How should volunteers be utilized? Where will critical supplies be stored and who will distribute them? What businesses can be used as rescue and relief staging areas after the storm, and for how long?

Glenn Richey, a supply chain professor in Auburn University’s Raymond J. Harbert College of Business, saw firsthand the problems that can surface for governmental agencies and private businesses while living in Tuscaloosa, Alabama, in April 2011. An EF-4 tornado ripped through the community, killing 64 and injuring 1,500. Trailers packed with supplies for displaced residents filled shopping center parking lots which, in turn, created challenges for retailers and transportation companies eager to resume business.

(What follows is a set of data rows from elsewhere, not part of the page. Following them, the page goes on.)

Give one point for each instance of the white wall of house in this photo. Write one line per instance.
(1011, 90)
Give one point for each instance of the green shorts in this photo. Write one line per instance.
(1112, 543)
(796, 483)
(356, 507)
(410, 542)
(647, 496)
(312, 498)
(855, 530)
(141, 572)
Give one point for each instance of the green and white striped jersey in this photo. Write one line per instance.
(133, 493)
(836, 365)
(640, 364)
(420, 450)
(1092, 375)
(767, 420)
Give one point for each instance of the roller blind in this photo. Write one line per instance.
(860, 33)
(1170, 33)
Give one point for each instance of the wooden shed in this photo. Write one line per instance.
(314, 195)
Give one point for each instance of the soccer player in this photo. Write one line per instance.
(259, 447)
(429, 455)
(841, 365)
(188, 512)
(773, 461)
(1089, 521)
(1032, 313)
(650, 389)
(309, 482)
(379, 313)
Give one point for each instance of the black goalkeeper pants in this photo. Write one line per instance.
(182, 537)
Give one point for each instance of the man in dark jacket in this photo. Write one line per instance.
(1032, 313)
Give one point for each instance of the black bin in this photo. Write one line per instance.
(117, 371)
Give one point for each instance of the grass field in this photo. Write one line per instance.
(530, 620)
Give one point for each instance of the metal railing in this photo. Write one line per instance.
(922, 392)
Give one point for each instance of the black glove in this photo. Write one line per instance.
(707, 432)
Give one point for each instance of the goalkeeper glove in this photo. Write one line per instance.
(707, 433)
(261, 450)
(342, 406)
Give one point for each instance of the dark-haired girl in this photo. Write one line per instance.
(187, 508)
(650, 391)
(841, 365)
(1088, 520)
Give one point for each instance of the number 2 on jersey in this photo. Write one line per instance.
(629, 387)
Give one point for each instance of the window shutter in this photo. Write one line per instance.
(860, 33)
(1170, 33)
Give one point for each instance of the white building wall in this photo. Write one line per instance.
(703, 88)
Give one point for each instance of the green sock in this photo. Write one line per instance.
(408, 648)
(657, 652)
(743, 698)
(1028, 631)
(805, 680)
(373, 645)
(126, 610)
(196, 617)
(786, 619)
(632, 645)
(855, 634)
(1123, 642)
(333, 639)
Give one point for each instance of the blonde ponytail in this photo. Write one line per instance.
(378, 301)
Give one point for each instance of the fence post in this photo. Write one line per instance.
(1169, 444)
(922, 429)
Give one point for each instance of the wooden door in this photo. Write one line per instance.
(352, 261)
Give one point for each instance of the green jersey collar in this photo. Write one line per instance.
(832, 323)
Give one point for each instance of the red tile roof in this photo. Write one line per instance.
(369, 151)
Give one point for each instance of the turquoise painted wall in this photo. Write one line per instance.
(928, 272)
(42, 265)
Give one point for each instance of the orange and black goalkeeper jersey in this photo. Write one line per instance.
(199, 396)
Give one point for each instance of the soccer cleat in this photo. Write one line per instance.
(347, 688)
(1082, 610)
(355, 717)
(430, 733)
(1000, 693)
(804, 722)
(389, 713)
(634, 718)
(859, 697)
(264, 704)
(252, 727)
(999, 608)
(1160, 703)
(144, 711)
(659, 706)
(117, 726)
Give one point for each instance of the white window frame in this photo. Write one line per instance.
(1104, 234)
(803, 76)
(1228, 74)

"Those people said on Monday morning, `We want to go back to work,’" recalled Richey, Harbert College’s Eminent Scholar in Supply Chain Management. "The supplies in those trailers and parking lots were for people who had their homes destroyed—people who had no water and only the clothes on their backs. What do you do? Do you go back to business as usual, or do you step up and do what you can to help the community?"

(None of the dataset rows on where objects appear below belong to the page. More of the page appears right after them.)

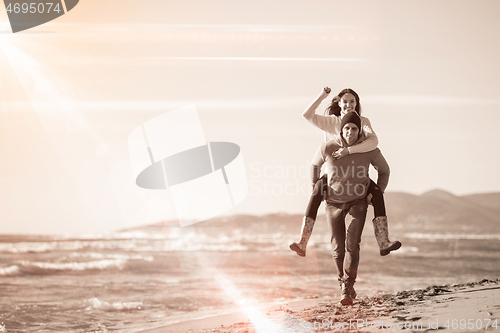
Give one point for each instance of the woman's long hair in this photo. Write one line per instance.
(334, 108)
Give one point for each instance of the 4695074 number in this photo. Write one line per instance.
(33, 8)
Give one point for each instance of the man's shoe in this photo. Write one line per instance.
(347, 294)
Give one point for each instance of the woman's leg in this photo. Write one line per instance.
(310, 217)
(380, 225)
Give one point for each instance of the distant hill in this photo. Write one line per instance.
(438, 210)
(435, 211)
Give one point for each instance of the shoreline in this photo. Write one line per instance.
(458, 307)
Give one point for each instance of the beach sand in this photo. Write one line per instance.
(461, 307)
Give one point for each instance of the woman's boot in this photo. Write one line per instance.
(382, 235)
(305, 234)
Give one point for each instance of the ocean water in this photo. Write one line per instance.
(130, 281)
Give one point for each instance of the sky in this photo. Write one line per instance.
(72, 90)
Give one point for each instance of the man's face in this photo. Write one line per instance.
(350, 132)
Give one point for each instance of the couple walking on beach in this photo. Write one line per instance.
(349, 149)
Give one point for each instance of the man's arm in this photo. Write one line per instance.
(317, 163)
(383, 170)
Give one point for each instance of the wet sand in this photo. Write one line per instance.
(460, 307)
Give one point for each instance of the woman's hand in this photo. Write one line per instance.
(339, 153)
(325, 92)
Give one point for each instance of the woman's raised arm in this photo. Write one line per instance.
(322, 122)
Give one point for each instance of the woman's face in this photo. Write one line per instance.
(347, 103)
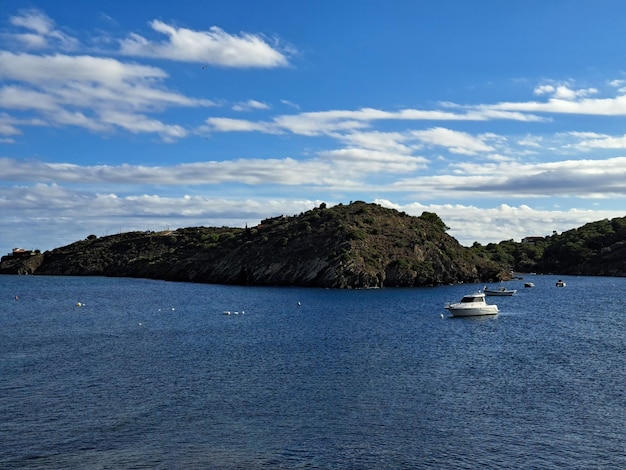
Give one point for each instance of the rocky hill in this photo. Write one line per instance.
(595, 249)
(358, 245)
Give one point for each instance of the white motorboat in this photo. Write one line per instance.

Having weathered Hurricanes Elena and Frederic, as well as an EF-5 tornado while living in Oklahoma City, Richey has seen his share of natural disasters and, unfortunately, more than a few botched relief efforts. Richey and co-authors from Ohio University and the University of Louisiana recently published an article in the Journal of Business Logistics that offers a potential solution.

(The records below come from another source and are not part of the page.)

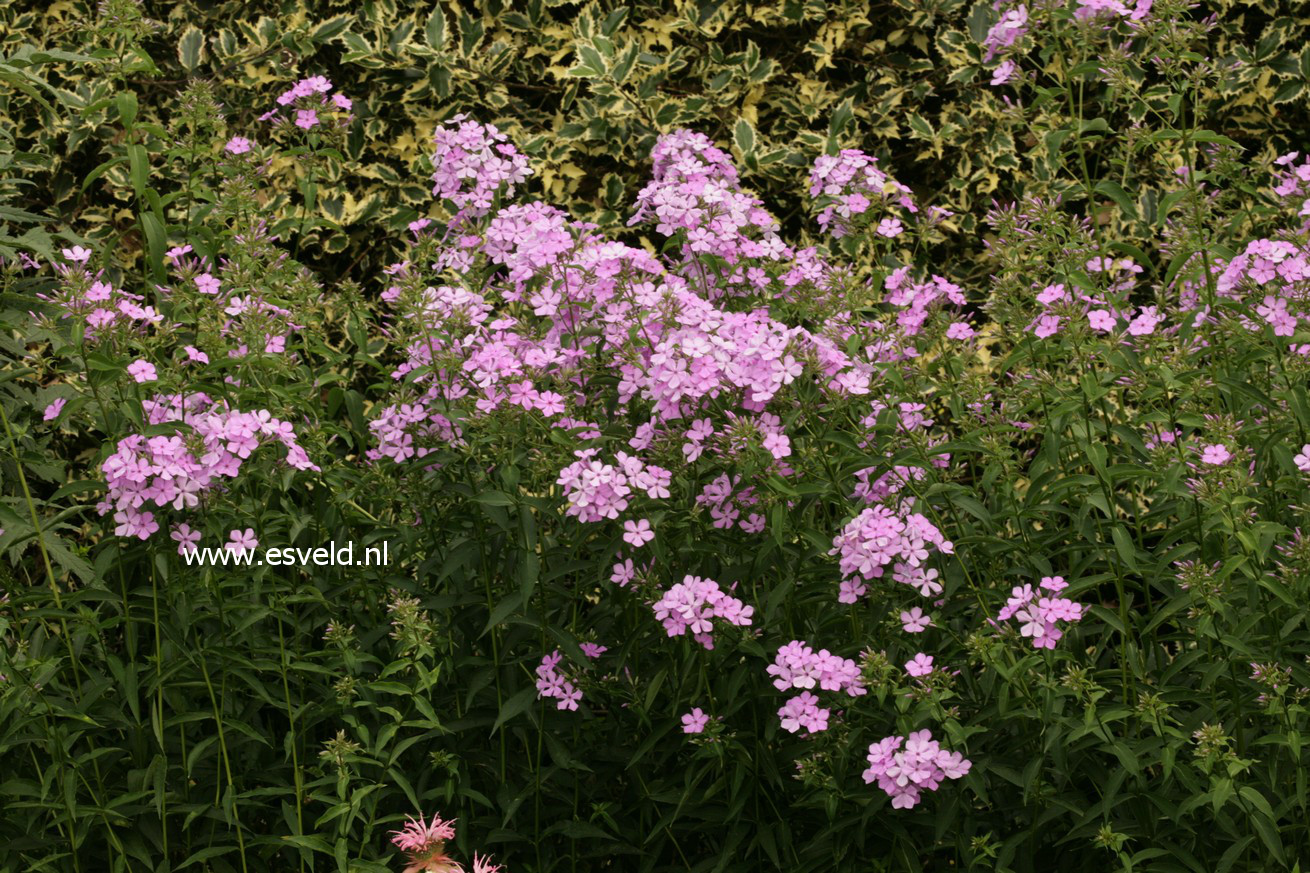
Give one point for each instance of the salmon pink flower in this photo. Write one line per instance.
(425, 844)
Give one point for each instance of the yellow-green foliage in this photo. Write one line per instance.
(584, 89)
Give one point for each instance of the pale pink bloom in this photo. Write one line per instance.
(694, 721)
(425, 843)
(185, 538)
(481, 864)
(1101, 320)
(241, 540)
(622, 573)
(915, 620)
(920, 666)
(142, 371)
(1216, 454)
(638, 534)
(1053, 583)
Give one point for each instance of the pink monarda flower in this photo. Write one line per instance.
(425, 843)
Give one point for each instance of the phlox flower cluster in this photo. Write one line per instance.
(798, 666)
(102, 311)
(1063, 307)
(473, 161)
(730, 505)
(905, 766)
(177, 469)
(595, 490)
(693, 604)
(882, 535)
(693, 190)
(1039, 615)
(850, 184)
(557, 684)
(1005, 37)
(1275, 271)
(305, 100)
(676, 353)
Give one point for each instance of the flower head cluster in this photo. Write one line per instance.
(730, 505)
(176, 469)
(879, 536)
(798, 666)
(1039, 615)
(849, 185)
(102, 311)
(305, 100)
(904, 767)
(425, 844)
(694, 190)
(694, 603)
(557, 684)
(473, 163)
(596, 490)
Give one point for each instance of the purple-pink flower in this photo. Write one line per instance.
(694, 721)
(142, 371)
(241, 540)
(638, 534)
(904, 767)
(920, 665)
(1216, 455)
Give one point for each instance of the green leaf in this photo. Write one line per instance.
(1119, 195)
(743, 136)
(435, 28)
(515, 705)
(126, 104)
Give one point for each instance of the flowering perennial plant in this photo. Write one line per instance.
(905, 766)
(693, 604)
(575, 429)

Their article suggests the development of a governing framework that bridges logistics and communications management gaps between public and private entities in the wake of natural and man-made disasters. Richey suggests the development of boards that would connect private businesses with officials from FEMA, Homeland Security and state and local agencies charged with responding to hurricanes and other threats. Such short-term, public-private partnerships would work collaboratively to share and manage resources and information, coordinate personnel engaged in rescue and recovery efforts and re-open supply chains to mitigate shortages of food, fuel, water and critical services.

In Texas, Hurricane Harvey dumped more than 50 inches of rain, killed more than 60, displaced more than 1 million and damaged approximately 200,000 homes—all adding up to an estimated price tag of $180 billion. The storm interrupted power to more than 300,000 homes and interrupted fuel refinement and distribution.

"We need to ensure that everyone is focused on one outcome, understand the roles of each group and build their goals together so they can achieve the protection of human life," Richey said. "If a hurricane hits, you’ve got to have the businesses in that community willing to cooperate with the government and share the information that they have, and have the government share important information as well."

Management of volunteers and donated supplies represents one of the most challenging aspects of post-disaster recovery. A recent CBS News story highlighted logistical problems that have undermined relief efforts for Hurricane Mitch in 1998 and the Indian Ocean tsunami of 2004, among others. Closed ports or airfields make it unlikely that supplies will reach those who need them the most in a timely manner. The CBS News story described how donated clothing in the wake of the Indian Ocean tsunami sat and rotted because relief workers didn’t have enough time to sort and clean items.

"The thinking is that these people have lost everything, so they must need everything," former Center for the International Disaster Information Director Juanita Rilling told CBS News.

What they may need the most, Richey suggested, is close coordination between governmental agencies with the resources to help and businesses with local knowledge and specific expertise.

"The end of this is essentially a call to arms for businesses and government to get together," he said.